Conflicted Health Care, written by Ester Carolina Apesoa-Verano and Charles Verano, is a fascinating look at interactions between various team members caring for patients in a large academic medical center in California, interactions to those likely to be quite similar at other hospitals across the country. The book explores the interdisciplinary dynamics between doctors, nurses, social workers, and therapists (respiratory, occupational, speech, and others), as well as the reasons for tension that can arise among them. It also explores the difference in how the missions to “cure” versus “care” are perceived and executed by the different team members. Although one might think that these goals would be recognized and pursued with equal zeal by the different team members across the disciplines, the authors discovered that this is often not the case, and that members of different disciplines often see these institutional goals quite differently.
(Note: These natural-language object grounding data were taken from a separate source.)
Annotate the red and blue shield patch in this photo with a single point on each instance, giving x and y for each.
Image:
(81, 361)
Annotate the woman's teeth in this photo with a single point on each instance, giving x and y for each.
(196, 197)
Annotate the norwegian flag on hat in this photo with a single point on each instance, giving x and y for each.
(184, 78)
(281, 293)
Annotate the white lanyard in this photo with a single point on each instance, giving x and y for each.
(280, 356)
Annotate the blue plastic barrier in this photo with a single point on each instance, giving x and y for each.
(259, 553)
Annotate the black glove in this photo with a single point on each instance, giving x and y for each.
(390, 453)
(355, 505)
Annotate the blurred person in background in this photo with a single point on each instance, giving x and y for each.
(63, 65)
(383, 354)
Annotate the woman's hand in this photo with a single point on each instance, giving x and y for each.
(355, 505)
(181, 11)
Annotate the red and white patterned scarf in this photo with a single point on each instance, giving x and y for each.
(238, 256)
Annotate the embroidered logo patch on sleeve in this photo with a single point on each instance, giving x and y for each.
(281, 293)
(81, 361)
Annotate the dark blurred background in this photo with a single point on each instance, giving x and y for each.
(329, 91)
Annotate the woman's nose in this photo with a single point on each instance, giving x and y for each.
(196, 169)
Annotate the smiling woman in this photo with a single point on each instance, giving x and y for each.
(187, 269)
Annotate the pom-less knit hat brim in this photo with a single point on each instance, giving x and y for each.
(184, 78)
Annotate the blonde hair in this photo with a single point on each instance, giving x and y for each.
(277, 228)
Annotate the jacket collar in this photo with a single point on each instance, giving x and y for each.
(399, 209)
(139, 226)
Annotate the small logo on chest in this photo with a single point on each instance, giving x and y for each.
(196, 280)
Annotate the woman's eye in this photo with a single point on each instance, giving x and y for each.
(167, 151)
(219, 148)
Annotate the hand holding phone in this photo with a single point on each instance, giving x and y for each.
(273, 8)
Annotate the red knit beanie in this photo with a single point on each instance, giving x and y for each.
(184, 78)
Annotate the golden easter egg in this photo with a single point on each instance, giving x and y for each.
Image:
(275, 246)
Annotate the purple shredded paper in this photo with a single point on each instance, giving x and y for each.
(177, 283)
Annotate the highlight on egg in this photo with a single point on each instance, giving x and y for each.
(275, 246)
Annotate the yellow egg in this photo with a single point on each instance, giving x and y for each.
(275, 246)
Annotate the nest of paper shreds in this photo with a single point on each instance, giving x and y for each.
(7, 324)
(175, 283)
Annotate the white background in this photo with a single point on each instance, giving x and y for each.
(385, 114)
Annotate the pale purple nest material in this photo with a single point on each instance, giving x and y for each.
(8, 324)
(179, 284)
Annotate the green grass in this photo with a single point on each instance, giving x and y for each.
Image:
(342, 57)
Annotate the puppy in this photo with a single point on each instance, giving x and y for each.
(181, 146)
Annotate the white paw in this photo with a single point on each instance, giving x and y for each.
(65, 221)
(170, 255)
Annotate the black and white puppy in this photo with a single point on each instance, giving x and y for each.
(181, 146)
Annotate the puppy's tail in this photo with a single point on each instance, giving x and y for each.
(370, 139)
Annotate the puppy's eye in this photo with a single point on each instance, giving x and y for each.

Conflicted Health Care should be required reading for senior management of hospitals and health-care systems in general. It provides insight into aspects of the patient experience that are not always at the forefront of attention, and into some of the reasons that the collaboration between various care-team members from different disciplines can become strained. It also offers an opportunity for reflection on how one’s own institution addresses the dual missions of cure and care, and how the goals of each are recognized and acted upon by hospital staff members across the different disciplines.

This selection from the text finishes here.